As previewed by the recent final Form W-4 regulations published in October (see earlier coverage), the IRS released a draft of Publication 15-T (Federal Income Tax Withholding Methods) on November 17. The publication provides a new computational method for employers who must continue to rely on pre-2020 Forms W-4 to determine the amount of federal income tax to withhold from employee’s wages.
The IRS issued a redesigned Form W-4 for 2020 to reflect the changes to withholding made by the 2017 Tax Cuts and Jobs Act. Beginning in 2020, employers are required to collect the new Form W-4 from new hires, but are not permitted to require existing employees with a valid 2019 or earlier Form W-4 on file to submit a new Form W-4 to the employer. In other words, the employer must continue to withhold according to a valid pre-2020 Form W-4 submitted by an employee until an employee furnishes the employer a new Form W-4, which requires employer to maintain two withholding systems.
As was the case with earlier years, the 2021 draft Publication 15-T contains federal percentage and wage-bracket withholding methods for use with Forms W-4 in 2020 and later, as well as Forms W-4 from 2019 and earlier. For the first time, however, the publication includes instructions for employers that may want to use an optional approach, referred to as a “computational bridge,” to treat a 2019 or earlier Form W-4 as if it were a 2020 or later Form W-4 for purposes of calculating federal income tax withholding. The computational bridge may be applied only to a 2019 or earlier Form W-4 that remains in effect because an employee did not submit a withholding certificate for 2020 or later. The computational bridge calculation, with up to four adjustments detailed in the publication, allows employers to use the computational procedures and data fields for the redesigned Form W-4 to arrive at an equivalent amount of withholding for an employee that would have applied using the computational procedures and data fields for a 2019 or earlier Form W-4 furnished by the employee. If the employee is required to submit a new Form W-4 (i.e., a post-2019 Form W-4) to the employer, or voluntarily chooses to do so, the current year’s version of the Form W-4 must be used and therefore the use of the computational bridge is no longer applied to that employee’s Form W-4.

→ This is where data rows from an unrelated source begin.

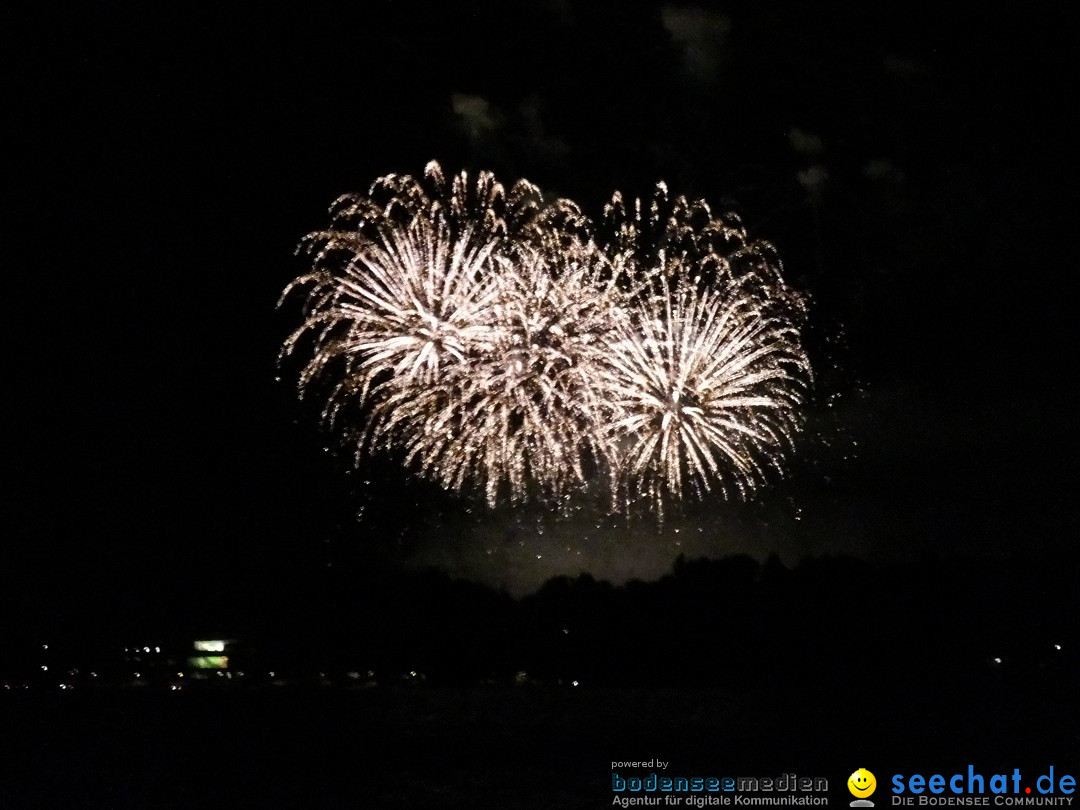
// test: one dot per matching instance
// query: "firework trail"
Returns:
(503, 346)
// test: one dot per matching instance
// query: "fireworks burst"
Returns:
(503, 346)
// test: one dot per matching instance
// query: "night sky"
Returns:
(915, 169)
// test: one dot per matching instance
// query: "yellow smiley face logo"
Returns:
(862, 783)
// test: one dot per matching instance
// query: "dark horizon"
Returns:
(913, 172)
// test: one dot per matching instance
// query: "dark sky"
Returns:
(915, 169)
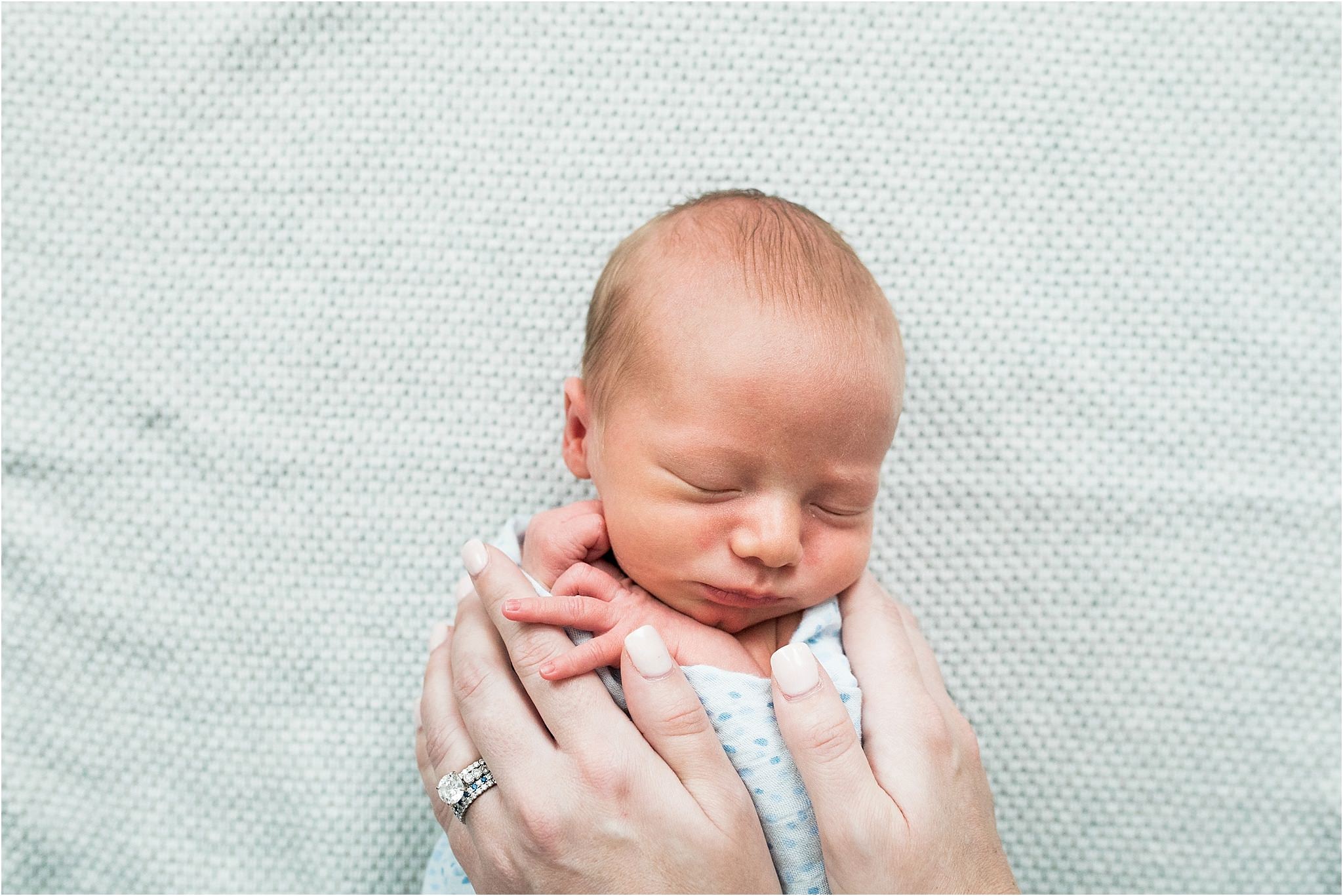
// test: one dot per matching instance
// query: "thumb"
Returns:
(820, 735)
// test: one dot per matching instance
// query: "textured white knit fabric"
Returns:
(291, 290)
(740, 709)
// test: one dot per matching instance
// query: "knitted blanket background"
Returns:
(291, 290)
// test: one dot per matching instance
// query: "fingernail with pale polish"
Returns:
(795, 671)
(474, 556)
(438, 634)
(648, 652)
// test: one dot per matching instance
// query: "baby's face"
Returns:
(738, 478)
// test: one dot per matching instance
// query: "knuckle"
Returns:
(571, 578)
(496, 855)
(828, 739)
(934, 732)
(469, 676)
(606, 778)
(531, 653)
(540, 829)
(688, 720)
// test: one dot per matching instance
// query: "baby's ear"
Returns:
(576, 427)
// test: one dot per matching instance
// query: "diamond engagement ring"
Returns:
(460, 789)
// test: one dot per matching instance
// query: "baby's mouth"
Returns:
(736, 598)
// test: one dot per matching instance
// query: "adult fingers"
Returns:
(578, 712)
(442, 743)
(448, 743)
(903, 726)
(825, 747)
(572, 610)
(583, 578)
(932, 676)
(672, 719)
(493, 707)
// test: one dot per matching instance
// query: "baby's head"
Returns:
(742, 382)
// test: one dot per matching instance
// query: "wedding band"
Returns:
(460, 789)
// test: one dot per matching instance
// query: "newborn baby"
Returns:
(740, 386)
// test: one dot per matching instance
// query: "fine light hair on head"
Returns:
(790, 258)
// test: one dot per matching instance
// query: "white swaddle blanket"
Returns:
(742, 710)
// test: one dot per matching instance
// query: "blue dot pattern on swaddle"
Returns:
(740, 707)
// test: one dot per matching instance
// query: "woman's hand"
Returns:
(910, 809)
(591, 600)
(586, 801)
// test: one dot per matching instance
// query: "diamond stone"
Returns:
(451, 788)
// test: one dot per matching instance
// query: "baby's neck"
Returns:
(765, 637)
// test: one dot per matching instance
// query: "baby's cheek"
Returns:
(841, 558)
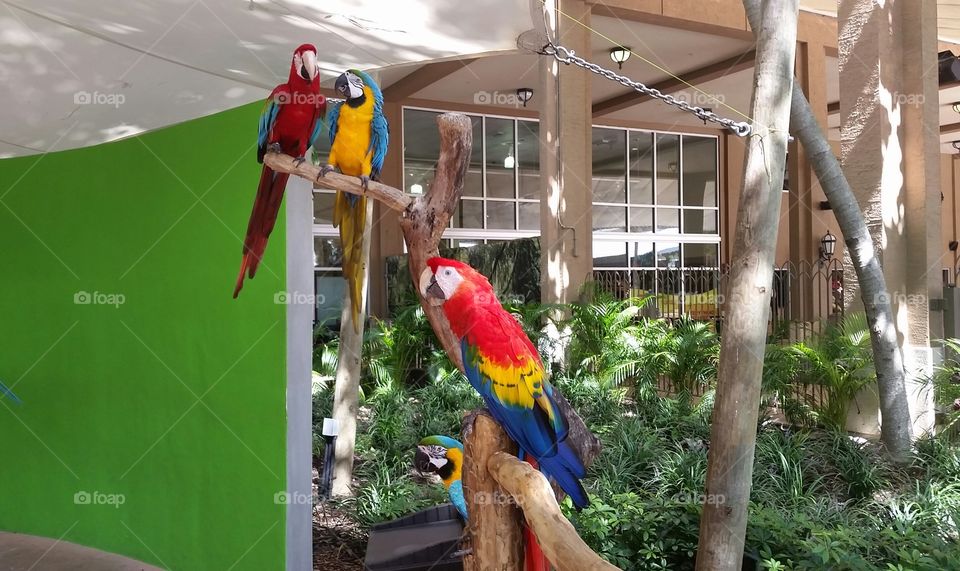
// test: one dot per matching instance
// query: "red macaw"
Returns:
(290, 122)
(502, 364)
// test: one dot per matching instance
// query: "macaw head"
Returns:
(439, 454)
(349, 85)
(304, 64)
(443, 280)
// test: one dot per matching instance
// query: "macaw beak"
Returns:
(309, 65)
(421, 460)
(430, 289)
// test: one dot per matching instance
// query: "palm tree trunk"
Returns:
(895, 430)
(734, 431)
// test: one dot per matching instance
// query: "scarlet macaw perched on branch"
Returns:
(290, 123)
(359, 136)
(504, 367)
(444, 456)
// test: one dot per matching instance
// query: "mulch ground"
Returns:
(338, 543)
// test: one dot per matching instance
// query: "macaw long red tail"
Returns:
(266, 207)
(534, 559)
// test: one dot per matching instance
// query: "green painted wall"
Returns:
(174, 399)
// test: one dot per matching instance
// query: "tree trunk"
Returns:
(734, 431)
(895, 430)
(346, 400)
(561, 545)
(494, 526)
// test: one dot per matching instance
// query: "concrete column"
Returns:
(890, 152)
(566, 224)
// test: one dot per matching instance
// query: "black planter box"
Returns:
(428, 540)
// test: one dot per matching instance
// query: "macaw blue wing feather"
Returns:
(5, 391)
(268, 117)
(333, 117)
(379, 141)
(536, 431)
(455, 491)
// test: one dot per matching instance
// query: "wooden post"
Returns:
(494, 526)
(734, 432)
(346, 398)
(556, 535)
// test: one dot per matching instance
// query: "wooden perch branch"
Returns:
(557, 536)
(394, 198)
(425, 220)
(494, 524)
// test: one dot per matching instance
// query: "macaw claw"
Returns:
(324, 170)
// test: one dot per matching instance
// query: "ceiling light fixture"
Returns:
(524, 94)
(619, 55)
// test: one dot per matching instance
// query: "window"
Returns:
(502, 189)
(656, 218)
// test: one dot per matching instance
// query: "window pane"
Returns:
(528, 159)
(641, 220)
(327, 252)
(609, 254)
(468, 215)
(668, 169)
(641, 167)
(668, 220)
(421, 147)
(609, 165)
(699, 221)
(641, 255)
(668, 255)
(699, 171)
(700, 255)
(609, 219)
(501, 161)
(501, 216)
(530, 216)
(473, 183)
(323, 207)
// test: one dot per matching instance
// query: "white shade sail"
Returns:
(81, 72)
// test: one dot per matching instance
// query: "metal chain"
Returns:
(567, 56)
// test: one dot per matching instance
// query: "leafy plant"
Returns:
(605, 339)
(839, 361)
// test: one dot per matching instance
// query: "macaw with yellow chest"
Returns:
(290, 122)
(359, 136)
(503, 365)
(444, 456)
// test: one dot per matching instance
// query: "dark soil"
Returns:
(338, 543)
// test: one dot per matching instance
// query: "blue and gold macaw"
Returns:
(6, 392)
(359, 135)
(444, 456)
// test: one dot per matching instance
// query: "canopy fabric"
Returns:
(81, 72)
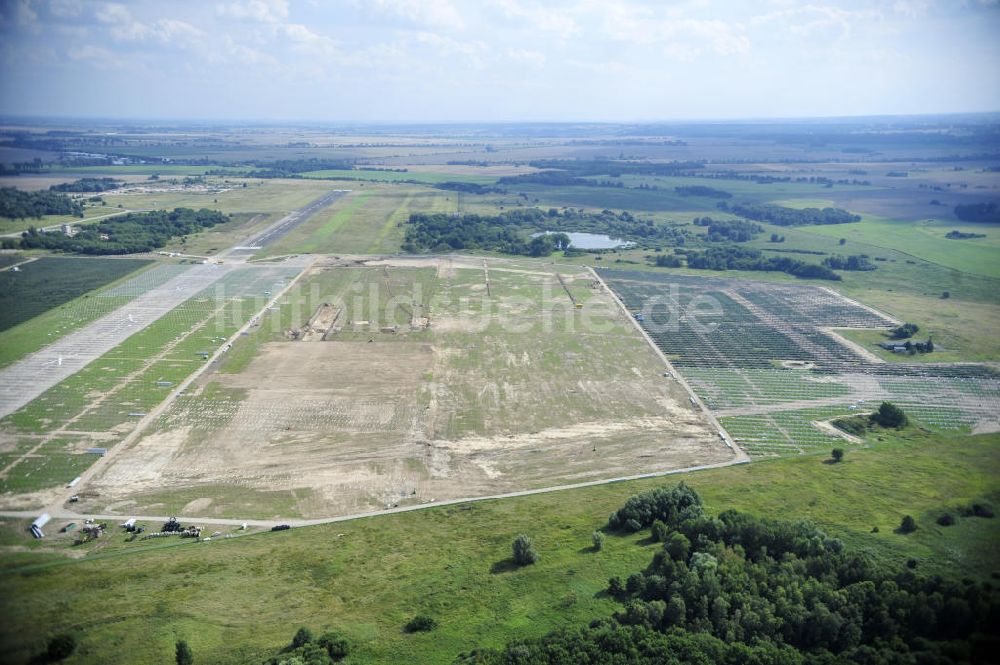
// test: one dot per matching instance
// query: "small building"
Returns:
(36, 526)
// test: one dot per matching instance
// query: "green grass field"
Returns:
(9, 225)
(926, 240)
(369, 220)
(50, 282)
(49, 326)
(368, 577)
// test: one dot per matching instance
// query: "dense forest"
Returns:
(126, 234)
(88, 185)
(737, 589)
(18, 204)
(741, 258)
(510, 231)
(782, 216)
(978, 212)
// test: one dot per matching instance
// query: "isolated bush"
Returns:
(669, 505)
(856, 425)
(947, 519)
(302, 636)
(659, 532)
(889, 415)
(183, 653)
(977, 510)
(61, 646)
(336, 645)
(420, 624)
(524, 551)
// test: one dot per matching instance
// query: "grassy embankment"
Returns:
(238, 600)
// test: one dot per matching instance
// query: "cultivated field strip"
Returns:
(763, 363)
(28, 378)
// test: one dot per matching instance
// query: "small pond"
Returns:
(592, 240)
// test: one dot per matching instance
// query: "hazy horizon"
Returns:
(412, 62)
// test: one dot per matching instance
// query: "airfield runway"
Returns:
(28, 378)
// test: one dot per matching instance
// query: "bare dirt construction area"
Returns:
(436, 386)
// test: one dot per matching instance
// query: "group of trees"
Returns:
(742, 589)
(904, 331)
(887, 415)
(306, 649)
(742, 258)
(87, 185)
(19, 204)
(126, 234)
(735, 230)
(960, 235)
(782, 216)
(978, 212)
(853, 262)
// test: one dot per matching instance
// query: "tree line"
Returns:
(19, 204)
(853, 262)
(735, 230)
(743, 258)
(510, 232)
(782, 216)
(737, 589)
(978, 212)
(87, 185)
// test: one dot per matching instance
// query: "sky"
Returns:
(418, 61)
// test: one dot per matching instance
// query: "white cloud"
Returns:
(911, 8)
(24, 14)
(811, 20)
(526, 57)
(687, 37)
(539, 17)
(66, 8)
(96, 55)
(264, 11)
(434, 13)
(305, 40)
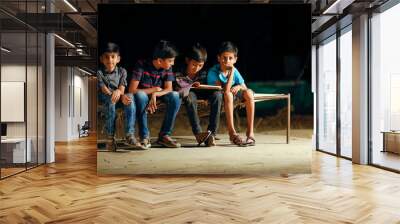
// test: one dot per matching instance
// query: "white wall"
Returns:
(70, 83)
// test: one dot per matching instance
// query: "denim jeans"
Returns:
(215, 101)
(110, 115)
(173, 104)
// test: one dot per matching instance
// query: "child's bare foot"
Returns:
(250, 141)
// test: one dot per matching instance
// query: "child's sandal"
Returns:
(237, 140)
(250, 141)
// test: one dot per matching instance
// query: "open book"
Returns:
(207, 87)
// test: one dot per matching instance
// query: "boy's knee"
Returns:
(140, 95)
(228, 96)
(174, 96)
(248, 94)
(217, 96)
(191, 97)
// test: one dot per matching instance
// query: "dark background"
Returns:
(274, 41)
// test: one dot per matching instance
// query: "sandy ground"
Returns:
(271, 155)
(301, 125)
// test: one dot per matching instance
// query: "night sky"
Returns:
(274, 41)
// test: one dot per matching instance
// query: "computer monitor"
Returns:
(3, 130)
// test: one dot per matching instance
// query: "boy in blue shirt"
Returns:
(227, 76)
(152, 80)
(191, 74)
(112, 84)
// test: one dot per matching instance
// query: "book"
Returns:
(207, 87)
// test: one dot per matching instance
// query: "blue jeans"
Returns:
(172, 102)
(215, 101)
(109, 110)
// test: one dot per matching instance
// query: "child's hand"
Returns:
(196, 84)
(126, 100)
(115, 96)
(235, 89)
(152, 106)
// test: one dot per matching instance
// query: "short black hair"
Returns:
(164, 49)
(228, 46)
(197, 52)
(109, 47)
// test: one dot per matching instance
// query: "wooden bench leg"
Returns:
(288, 121)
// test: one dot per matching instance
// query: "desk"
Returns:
(391, 141)
(13, 150)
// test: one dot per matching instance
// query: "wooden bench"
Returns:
(204, 111)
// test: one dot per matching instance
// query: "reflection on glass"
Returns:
(14, 153)
(346, 94)
(385, 86)
(327, 96)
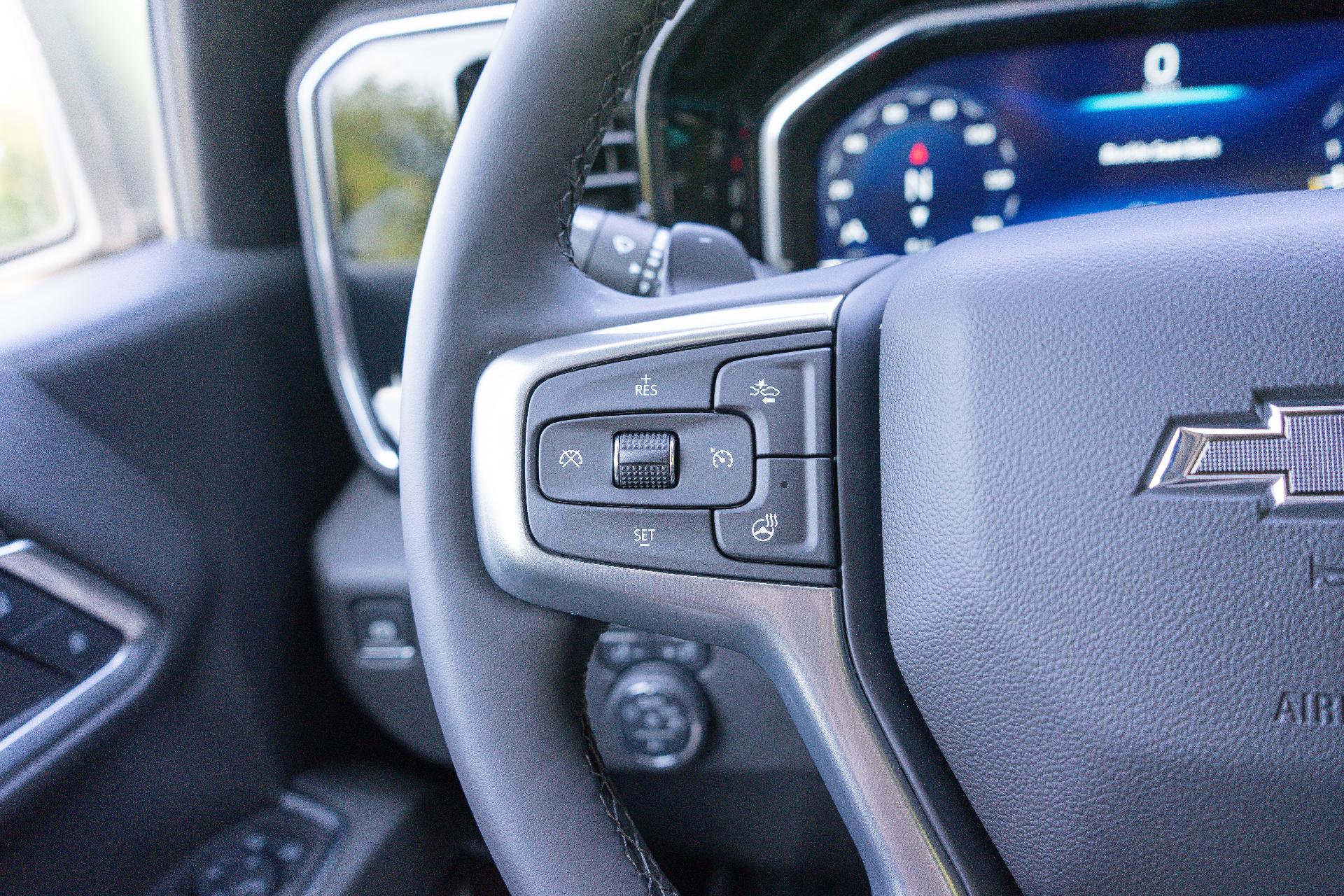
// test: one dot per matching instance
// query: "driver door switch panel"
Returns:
(787, 398)
(679, 460)
(790, 519)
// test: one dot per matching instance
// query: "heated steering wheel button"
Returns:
(790, 519)
(787, 396)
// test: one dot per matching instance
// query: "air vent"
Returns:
(615, 181)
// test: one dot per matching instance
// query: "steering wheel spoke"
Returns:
(724, 394)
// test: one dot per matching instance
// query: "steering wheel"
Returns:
(1110, 449)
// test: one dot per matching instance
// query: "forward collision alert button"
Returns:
(790, 519)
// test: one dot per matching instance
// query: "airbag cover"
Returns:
(1104, 666)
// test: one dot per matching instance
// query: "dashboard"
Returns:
(815, 133)
(981, 141)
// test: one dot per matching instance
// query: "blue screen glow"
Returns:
(990, 140)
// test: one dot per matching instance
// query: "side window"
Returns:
(35, 204)
(83, 167)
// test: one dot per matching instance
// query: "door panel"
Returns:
(164, 424)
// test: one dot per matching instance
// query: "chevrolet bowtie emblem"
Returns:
(1296, 456)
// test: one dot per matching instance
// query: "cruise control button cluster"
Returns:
(713, 461)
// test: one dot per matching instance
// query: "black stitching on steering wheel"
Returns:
(652, 18)
(634, 846)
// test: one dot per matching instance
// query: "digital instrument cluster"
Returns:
(974, 143)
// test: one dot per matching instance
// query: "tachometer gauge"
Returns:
(909, 169)
(1328, 159)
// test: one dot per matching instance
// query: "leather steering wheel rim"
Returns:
(507, 676)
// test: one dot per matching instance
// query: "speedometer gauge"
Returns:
(909, 169)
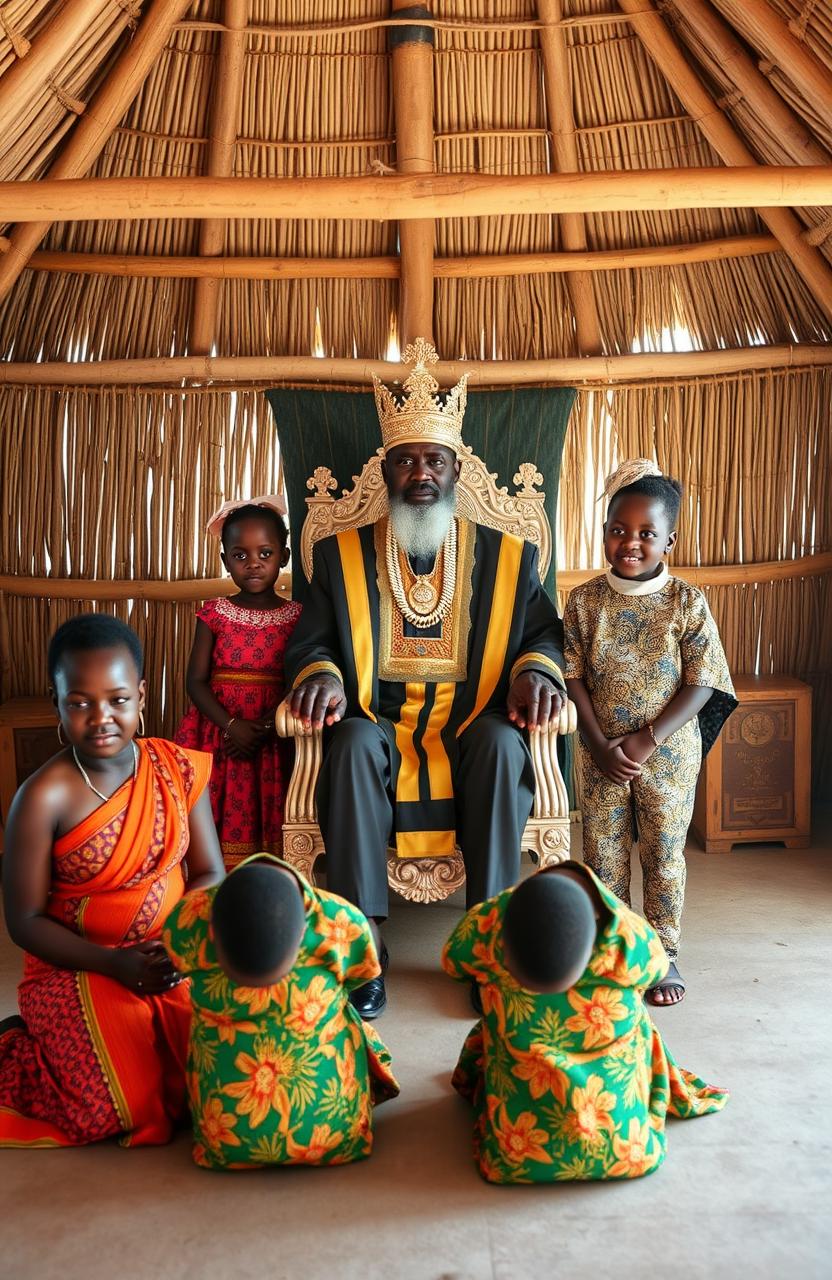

Draft Publication 15-T explains that the optional computational bridge may be used to comply with the requirement to withhold in response to a “lock-in” letter issued to the employer by the IRS. The draft publication also discusses how to calculate the amount of federal income tax to withhold from the wages of nonresident aliens working in the U.S. for whom withholding is required using the computational bridge with a minor adjustment. Nonresident alien students and business apprentices from India are not subject to this procedure, however.